BACKGROUND

Hemophilic arthropathy, resulting from recurrent joint bleeding in patients with hemophilia, often necessitates total hip arthroplasty (THA) to alleviate pain and improve joint function. However, the unique challenges posed by hemophilia, including coagulopathy and compromised bone health, result in increased risks of complications such as bleeding, infection, and prosthesis loosening.

METHODS

A systematic search of PubMed, Cochrane Library, EMBASE, and Web of Science was conducted up to September 2024. Studies reporting prosthesis survival or complications in hemophilia patients undergoing THA were included. Methodological quality was assessed using the Methodological Index for Non-Randomized Studies (MINORS) criteria.

RESULTS

Fourteen retrospective cohort studies, encompassing 190 THA cases, were included.
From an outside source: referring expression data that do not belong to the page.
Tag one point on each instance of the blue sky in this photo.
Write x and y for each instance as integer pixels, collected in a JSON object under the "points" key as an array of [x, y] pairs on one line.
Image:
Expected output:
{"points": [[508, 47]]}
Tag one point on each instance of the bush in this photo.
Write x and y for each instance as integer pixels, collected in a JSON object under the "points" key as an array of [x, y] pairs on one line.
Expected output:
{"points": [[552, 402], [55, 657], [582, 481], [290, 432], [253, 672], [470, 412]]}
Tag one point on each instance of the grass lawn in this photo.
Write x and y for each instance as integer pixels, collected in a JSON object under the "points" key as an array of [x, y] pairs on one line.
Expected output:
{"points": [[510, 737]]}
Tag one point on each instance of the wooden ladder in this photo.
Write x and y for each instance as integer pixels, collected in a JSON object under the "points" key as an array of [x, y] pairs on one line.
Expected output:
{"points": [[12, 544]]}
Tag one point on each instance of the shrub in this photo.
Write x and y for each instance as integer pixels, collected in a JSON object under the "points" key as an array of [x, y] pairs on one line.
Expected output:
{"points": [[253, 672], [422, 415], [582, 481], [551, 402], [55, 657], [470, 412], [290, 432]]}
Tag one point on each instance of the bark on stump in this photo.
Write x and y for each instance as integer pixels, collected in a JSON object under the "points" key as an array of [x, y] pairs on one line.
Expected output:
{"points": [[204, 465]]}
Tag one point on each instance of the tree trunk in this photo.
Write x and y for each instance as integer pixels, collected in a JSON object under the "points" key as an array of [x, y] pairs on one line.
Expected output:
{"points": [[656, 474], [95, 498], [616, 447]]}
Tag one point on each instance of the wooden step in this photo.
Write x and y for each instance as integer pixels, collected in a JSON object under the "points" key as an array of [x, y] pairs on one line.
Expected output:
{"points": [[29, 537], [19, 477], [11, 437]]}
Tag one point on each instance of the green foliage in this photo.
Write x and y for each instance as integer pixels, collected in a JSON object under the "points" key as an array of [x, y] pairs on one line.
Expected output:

A total of 190 THA cases were involved, of which 175 prostheses survived, with aseptic loosening (57%) being the leading cause of failure. Complications included bleeding (34.8%), infections (19.7%), and aseptic loosening (15.1%). Key risk factors included reduced bone mineral density, recurrent hemarthrosis, and immune dysfunction (HIV) due to clotting factor infusions. Strategies such as preoperative optimization of clotting factors and bone quality were highlighted as crucial for improving outcomes.

CONCLUSIONS

This paper confirms the findings of previous studies that THA is an effective treatment for advanced-stage haemophilic arthropathy, offering significant pain relief and improved function. However, its high rate of complications has to be reduced with a correct perioperative hemostasis and a good surgical technique. This type of surgery should only be performed in centers specialized in the treatment of haemophilia by a team of surgeons expert in the implantation of hip prostheses.